Grin_land pisze:
ja uważam że to zupełnie bez znaczenia czy ktoś coś takiego mi powie o ile to prawda- bo "robienie się na prawiczka" tak samo jak robienie z siebie "doświadczonego" wbrew faktycznej sytuacji jest beznadziejnym objawem u faceta. Chyba ważniejsze jest jak to zakomunikuje- próby "naciągania" mnie na podziw (???) czy litość czy jakiekolwiek inne emocje które miałyby zaważyć na naszej relacji na podstawie jego doświadczenia seksualnego bądź braku - skreśla faceta. Dla mnie jako 9 chyba najgorsze jest jeśli ktoś udaje kogoś zupełnie innego- jak z taką osobą mam nawiązać więź? (...)
W ogóle nie wiem w czym bycie prawiczkiem przeszkadza w łóżku, nie ważniejsze jest żeby się dotrzeć z konkretnym partnerem? Czy to łóżkowe doświadczenie jest takie uniwersalne?
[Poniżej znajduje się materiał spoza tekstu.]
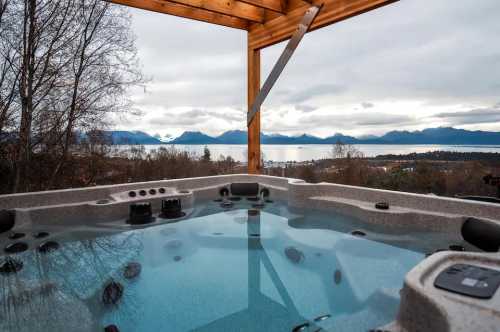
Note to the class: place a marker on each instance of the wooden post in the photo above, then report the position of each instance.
(254, 162)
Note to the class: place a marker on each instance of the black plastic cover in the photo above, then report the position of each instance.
(470, 280)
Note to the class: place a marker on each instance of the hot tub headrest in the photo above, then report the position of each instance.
(481, 233)
(245, 189)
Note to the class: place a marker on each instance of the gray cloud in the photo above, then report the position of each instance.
(303, 95)
(305, 108)
(440, 57)
(476, 116)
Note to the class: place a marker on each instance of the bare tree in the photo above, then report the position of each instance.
(64, 66)
(104, 65)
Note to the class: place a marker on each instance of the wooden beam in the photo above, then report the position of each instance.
(186, 12)
(282, 27)
(278, 6)
(232, 8)
(253, 76)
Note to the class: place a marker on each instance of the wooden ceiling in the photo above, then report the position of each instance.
(267, 21)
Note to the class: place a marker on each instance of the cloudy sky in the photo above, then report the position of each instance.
(410, 65)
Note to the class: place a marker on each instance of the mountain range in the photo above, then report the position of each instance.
(442, 135)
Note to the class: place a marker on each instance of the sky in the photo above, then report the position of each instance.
(411, 65)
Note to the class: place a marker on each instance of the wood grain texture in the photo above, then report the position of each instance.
(282, 27)
(232, 8)
(278, 6)
(166, 7)
(253, 75)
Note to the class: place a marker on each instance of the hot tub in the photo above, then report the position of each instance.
(247, 253)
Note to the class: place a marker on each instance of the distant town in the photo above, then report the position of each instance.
(442, 135)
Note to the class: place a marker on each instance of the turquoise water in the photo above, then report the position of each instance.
(221, 271)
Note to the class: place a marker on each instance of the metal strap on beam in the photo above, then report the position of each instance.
(290, 48)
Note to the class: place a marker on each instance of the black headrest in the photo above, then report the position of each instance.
(244, 189)
(481, 233)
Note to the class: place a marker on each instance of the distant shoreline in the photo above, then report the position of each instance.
(328, 144)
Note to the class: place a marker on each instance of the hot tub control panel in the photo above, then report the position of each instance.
(470, 280)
Wydaje mi się że każdy oczekuje czego innego w intymnej relacji i czasem doświadczenie może właśnie stać na przeszkodzie żeby się w drugą osobę "wsłuchać" i poznać jej potrzeby (bo moja była lubiła w tej pozycji więc od razu zakładam że każda następna też).
100% popieram. Ale
Kiedyś bym pewnie to zaakceptowała i ew. delikatnie próbowała mu to uświadomić, ale obecnie po prostu bym nie była zainteresowana/straciła zainteresowanie takim osobnikiem. Z mojego doświadczenia wynika że jeśli ja widzę zachowania i motywacje partnera lepiej niż on to owszem mogę wskazać mu kierunek do zmian i jakoś poprowadzić ale im mniej facet wie o sobie tym bardziej się upiera przy swojej wizji i wyśmiewa wszelkie sugestie i psychologizowanie.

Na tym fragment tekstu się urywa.